Незадолго до выхода в море в Кронштадт нагрянули члены Адмиралтейств-коллегии для проведения традиционных депутатских смотров перед началом кампании. На смотрах офицеры были в парадной форме при шпагах, матросы во фронте, все в новых фланелевых рубахах, хотя и босиком. После депутатского смотра суда один за другом выбирали якоря. Впереди их ждала Балтика…
* * *
Между тем гребная флотилия Нассау-Зигена вышла в море, следуя вдоль северного берега Финского залива, и взяла курс на Выборг. А Нассау-Зиген все изводил и изводил Екатерину своими посланиями.

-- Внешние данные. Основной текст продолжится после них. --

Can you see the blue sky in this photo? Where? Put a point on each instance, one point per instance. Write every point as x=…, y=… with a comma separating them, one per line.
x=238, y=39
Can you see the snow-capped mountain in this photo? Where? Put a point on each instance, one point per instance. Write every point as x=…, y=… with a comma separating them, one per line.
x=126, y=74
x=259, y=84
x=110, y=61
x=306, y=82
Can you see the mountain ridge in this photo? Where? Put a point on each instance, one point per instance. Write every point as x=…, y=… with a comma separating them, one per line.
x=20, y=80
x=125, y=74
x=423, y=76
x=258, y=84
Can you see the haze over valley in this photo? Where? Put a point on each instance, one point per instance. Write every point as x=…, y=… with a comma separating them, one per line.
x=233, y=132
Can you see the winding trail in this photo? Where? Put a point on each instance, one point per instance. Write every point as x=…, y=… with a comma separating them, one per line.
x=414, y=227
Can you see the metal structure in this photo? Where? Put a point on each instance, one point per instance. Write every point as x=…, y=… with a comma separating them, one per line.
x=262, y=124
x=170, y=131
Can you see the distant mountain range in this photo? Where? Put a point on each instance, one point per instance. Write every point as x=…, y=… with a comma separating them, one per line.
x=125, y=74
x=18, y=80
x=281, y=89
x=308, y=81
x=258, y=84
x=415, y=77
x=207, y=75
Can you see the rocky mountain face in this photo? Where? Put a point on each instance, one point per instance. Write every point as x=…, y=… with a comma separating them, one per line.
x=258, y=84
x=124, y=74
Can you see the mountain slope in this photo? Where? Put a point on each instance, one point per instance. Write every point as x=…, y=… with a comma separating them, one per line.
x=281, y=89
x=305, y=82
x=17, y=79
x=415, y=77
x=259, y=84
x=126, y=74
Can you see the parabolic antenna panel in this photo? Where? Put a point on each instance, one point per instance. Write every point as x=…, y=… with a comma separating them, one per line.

Он жаловался на всех: на адмиралов и капитанов, на матросов и на взятых гребцами пленных турок, наконец даже на писарей, что плохо пишут его приказы. Чтобы утихомирить неуемного принца, к нему из Кронштадта послали вдогонку интенданта Балле.
– Сии два жулика снюхались, вот теперь пущай вместе в одном корыте и посидят! – перекрестился Иван Пущин, интенданта Балле из Кронштадта спровадив.
Дойдя до Питкопаса, принц по приказу Мусина-Пушкина высадил 6-тысячный десант и тут же написал соответствующую жалобу, заверяя Екатерину, что горит желанием умереть, но добыть ей победу и славу. Увы, все женщины, даже императрицы, падки на мужскую лесть. Не была в том исключением императрица Екатерина.
– Принц конечно кляузник, но ведь какой храбрец и герой! – неизменно отвечала она на все недовольства Нассау-Зигена.
Наконец флотилия достигла Фридрихсгама, где и бросила якорь. Прибыв на берег, посмотрев на суда, а потом, послушав Нассау-Зигена о его великой храбрости и огромном опыте, Мусин-Пушкин загрустил.
В тот день в Петербург ушло сразу два письма. В первом из них принц писал: «Я начинаю знакомиться с расположением неприятеля и буду делать распоряжения… Я смею поручиться В-му Имп-у В-ву, что мы выбьем его из занятой им позиции, как бы он на ней ни старался удержаться».